Real time evolution of Hubbard chain

Dear professors,

I test a very simple Hubbard chain with ITensor.
Firstly, I calculate the ground state and energy.
And then I calculate the real time evolution of it.
However, I meet a mistake. During the time evolution, the total energy is not conserved.
In fact, it should not be changes.

using ITensors, ITensorMPS, DelimitedFiles
let
  N = 10
  Npart = 10
  t = -0.5
  U = 4.0
  sites = siteinds("Electron", N, conserve_qns=true)

#################
  os = OpSum()
  for j=1:N-1
     os += -t, "Cdagup", j, "Cup", j + 1;
     os += -t, "Cdagup", j + 1, "Cup", j;
     os += -t, "Cdagdn", j, "Cdn", j + 1;
     os += -t, "Cdagdn", j + 1, "Cdn", j;
  end
  for j=1:N
     os += U, "Nupdn", j;
  end
  H = MPO(os , sites)







#######################################################################
#Set the initial wavefunction matrix product state to be a Neel state.
p = Npart;
state = Vector{String}(undef, N);
for i in range(start=N, step=-1, stop=1)
if p > i
println("Doubly occupying site ",i);
state[i] = "UpDn";
p -= 2;
elseif p > 0
println("Singly occupying site ",i);
state[i] = (isodd(i) ? "Up" : "Dn");
p -= 1;
else
state[i] = "Emp";
end
end








#######################################################################
  nsweeps = 50
  maxdim = [10,20,100,100,200]
  cutoff = [1E-10]
  noise = [1E-7,1E-8,0.0]
  psi0_init = random_mps(sites , state ; linkdims=2)
  energy0 , psi0 = dmrg(H,psi0_init;nsweeps,maxdim,cutoff,noise)
  println("ground energy = ", energy0, ", total magnetization = ", sum(expect(psi0, "Sz")))

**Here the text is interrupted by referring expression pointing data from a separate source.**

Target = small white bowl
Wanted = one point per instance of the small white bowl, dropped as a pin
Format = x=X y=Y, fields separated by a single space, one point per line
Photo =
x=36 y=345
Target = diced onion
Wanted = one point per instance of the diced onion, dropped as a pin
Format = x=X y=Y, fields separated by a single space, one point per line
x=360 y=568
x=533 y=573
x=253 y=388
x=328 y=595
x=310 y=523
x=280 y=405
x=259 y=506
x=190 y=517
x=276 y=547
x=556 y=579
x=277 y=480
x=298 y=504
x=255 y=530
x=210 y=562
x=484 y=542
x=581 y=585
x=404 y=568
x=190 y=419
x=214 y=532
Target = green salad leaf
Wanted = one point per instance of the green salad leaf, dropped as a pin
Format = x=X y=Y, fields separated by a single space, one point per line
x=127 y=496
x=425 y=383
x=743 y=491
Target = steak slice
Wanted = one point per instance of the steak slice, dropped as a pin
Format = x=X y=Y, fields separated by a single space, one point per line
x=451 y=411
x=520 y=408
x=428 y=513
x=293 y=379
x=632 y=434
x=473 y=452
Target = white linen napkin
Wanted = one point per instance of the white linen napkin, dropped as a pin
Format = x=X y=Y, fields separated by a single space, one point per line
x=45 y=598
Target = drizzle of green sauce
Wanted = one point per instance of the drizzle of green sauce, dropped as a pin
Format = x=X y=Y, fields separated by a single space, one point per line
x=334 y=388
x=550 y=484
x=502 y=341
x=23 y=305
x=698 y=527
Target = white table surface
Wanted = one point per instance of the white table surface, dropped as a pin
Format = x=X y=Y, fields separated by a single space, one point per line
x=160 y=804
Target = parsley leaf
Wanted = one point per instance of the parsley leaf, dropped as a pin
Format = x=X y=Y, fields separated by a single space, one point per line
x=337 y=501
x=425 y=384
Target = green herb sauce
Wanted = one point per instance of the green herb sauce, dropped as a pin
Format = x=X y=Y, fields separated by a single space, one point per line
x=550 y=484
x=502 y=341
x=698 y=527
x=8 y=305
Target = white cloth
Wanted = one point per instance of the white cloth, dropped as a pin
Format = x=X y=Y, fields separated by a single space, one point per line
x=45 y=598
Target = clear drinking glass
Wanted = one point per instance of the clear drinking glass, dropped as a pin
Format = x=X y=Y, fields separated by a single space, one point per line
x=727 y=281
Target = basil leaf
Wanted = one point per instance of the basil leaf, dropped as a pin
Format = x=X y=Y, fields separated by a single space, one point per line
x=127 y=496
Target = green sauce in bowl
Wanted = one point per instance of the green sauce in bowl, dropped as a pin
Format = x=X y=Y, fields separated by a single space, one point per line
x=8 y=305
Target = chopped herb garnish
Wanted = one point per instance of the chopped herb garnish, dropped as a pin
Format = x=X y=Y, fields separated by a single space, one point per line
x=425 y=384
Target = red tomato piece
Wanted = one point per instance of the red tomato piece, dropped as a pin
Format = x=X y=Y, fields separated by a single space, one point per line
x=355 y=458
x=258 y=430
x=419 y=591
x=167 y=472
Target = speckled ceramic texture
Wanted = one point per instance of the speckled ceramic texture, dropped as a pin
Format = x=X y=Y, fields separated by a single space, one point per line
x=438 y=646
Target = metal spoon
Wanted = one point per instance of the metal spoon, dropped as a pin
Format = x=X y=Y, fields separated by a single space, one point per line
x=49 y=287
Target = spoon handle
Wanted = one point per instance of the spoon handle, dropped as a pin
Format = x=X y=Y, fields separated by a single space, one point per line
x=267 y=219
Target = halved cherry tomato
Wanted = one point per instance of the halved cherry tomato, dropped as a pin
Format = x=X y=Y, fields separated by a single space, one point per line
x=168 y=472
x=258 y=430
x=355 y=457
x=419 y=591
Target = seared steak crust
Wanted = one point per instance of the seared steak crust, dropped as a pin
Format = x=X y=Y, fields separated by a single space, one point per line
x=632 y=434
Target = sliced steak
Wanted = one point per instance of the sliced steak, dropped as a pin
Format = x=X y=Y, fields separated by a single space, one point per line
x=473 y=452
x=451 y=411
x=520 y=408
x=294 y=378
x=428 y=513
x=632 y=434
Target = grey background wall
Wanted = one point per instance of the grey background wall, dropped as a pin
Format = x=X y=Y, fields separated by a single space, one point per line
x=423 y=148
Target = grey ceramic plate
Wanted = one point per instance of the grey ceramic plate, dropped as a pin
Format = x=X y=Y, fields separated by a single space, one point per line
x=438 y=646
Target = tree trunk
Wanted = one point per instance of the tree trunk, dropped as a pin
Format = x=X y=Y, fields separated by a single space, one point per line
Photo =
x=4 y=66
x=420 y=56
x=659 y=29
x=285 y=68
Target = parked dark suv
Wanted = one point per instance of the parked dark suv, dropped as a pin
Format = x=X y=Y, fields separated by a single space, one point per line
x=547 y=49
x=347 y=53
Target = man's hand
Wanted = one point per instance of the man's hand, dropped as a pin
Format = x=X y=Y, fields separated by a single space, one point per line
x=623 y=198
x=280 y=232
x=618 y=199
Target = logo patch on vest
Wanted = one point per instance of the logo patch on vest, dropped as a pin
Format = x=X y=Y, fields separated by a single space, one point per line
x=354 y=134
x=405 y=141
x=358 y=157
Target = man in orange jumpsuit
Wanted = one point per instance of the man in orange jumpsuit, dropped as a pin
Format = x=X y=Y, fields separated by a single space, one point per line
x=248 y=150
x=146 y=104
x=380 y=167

Cuu = correlation_matrix(psi0, "Nup", "Ndn")
println("Cuu = ", round.(Cuu,digits=3))
sum_diag = sum(diag(Cuu))
println("double occupation = ", sum_diag) 

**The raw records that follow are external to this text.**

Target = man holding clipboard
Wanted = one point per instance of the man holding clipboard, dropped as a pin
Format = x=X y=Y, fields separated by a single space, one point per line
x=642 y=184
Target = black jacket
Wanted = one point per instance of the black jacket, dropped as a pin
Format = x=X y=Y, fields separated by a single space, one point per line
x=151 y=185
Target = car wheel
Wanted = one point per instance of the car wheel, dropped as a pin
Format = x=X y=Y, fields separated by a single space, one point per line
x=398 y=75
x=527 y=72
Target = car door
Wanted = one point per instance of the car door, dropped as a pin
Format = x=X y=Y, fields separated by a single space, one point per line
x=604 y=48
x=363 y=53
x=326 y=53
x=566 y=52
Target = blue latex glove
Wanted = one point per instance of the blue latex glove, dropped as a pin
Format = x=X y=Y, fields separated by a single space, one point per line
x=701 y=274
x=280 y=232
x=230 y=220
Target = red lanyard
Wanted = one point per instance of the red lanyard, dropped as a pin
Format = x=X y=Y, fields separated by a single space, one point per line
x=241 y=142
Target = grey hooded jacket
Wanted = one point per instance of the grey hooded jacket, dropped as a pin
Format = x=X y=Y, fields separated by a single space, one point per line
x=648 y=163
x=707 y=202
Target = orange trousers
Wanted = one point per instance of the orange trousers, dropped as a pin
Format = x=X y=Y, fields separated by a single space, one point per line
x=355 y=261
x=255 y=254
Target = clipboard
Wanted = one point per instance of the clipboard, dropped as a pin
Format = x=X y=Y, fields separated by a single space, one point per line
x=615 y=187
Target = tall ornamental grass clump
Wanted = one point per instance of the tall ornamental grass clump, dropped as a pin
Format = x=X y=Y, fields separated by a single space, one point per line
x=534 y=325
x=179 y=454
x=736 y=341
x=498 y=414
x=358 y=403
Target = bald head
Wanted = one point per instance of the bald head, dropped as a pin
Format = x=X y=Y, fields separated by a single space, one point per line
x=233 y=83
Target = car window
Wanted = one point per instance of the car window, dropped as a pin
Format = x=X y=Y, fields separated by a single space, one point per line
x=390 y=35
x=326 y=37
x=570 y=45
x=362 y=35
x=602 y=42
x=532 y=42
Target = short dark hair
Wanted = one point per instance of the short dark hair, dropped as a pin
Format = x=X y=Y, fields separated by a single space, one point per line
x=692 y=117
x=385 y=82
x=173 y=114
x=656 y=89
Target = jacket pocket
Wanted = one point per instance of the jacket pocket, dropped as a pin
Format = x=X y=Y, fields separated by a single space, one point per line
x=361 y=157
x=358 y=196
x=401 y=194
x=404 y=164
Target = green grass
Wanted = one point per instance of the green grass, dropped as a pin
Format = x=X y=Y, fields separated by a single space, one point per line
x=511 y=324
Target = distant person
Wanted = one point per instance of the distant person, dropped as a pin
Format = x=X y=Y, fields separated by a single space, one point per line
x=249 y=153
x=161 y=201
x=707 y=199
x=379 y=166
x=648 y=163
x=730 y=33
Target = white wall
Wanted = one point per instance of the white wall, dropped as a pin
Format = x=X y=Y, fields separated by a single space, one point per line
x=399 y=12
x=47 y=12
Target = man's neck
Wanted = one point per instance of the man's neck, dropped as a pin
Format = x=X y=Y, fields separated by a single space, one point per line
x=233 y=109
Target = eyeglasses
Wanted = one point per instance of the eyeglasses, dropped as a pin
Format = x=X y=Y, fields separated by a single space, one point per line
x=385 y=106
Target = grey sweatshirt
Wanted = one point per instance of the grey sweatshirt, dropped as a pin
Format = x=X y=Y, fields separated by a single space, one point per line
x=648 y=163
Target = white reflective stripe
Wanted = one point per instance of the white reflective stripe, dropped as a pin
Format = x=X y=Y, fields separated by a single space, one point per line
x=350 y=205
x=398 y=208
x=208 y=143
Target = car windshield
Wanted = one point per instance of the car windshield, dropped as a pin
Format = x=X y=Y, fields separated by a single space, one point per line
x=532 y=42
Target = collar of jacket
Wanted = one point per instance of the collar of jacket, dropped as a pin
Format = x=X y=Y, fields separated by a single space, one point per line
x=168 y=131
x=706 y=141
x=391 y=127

#######################################################################
  cutoff = 1E-8
  tau = 0.01
  ttotal = 10.0
  U2 = 0


#######################################################################
  gates = ITensor[]
  for j in 1:(N - 1)
    s1 = sites[j]
    s2 = sites[j + 1]
    hj = - t * op("Cdagup", s1) * op("Cup", s2)  - t * op("Cdagup", s2) * op("Cup", s1)  - t * op("Cdagdn", s1) * op("Cdn", s2)  - t * op("Cdagdn", s2) * op("Cdn", s1)
    Gj = exp(-im * tau / 2 * hj)
    push!(gates, Gj)
  end
#######################################################################
    for j in 1:N
        sj = sites[j]
        hj = (U+U2) * op("Nupdn",sj)
        Gj = exp(-im * tau / 2 * hj)
        push!(gates,Gj)
    end

append!(gates, reverse(gates))
#################################################
nsteps = Int(ttotal/tau) + 1
data = Matrix{Float64}(undef, nsteps, 2)

for (i, ti) in enumerate(0.0:tau:ttotal)
    data[i, 1] = ti
    
    ti≈ttotal && break
    psi0 = apply(gates, psi0; cutoff)

normalize!(psi0)
print("\nenergy = ", real(inner(psi0', H, psi0)))
Cuu = correlation_matrix(psi0, "Nup", "Ndn")
sum_diag = sum(diag(Cuu))
data[i, 2] = real(sum_diag)


end
writedlm("method1.txt", data)
end

Could you help me find my mistakes?
Thank you very much for your attention
Look forward to your reply.
Regards.
YD Shen.

Hi YD,
Generally the “TEBD” method of applying gates is known not to conserve energy in an precise sense. However, in the limit of the method being done to higher and higher accuracy it should approximately conserve energy, at least over short ranges of time.

I would suggest adjusting the various parameters that control the errors of this method. These are mainly:

  1. the time-step size (smaller is more accurate, though after too small of a time step then you are making more truncations per unit of time so it actually makes total accuracy worse to make the time step too small)
  2. the MPS truncation parameters like cutoff and `maxdim’

I would suggest you re-run your code with different choices of the above three parameters and see if the energy remains conserved better as you adjust them.

Also I would strongly suggest in your code that you include the interaction “Nupdn” terms into the same gates as the ones where you include the hopping term, instead of as separate gates. This may take some care e.g. to not over count the interactions and make sure they are included the correct number of times.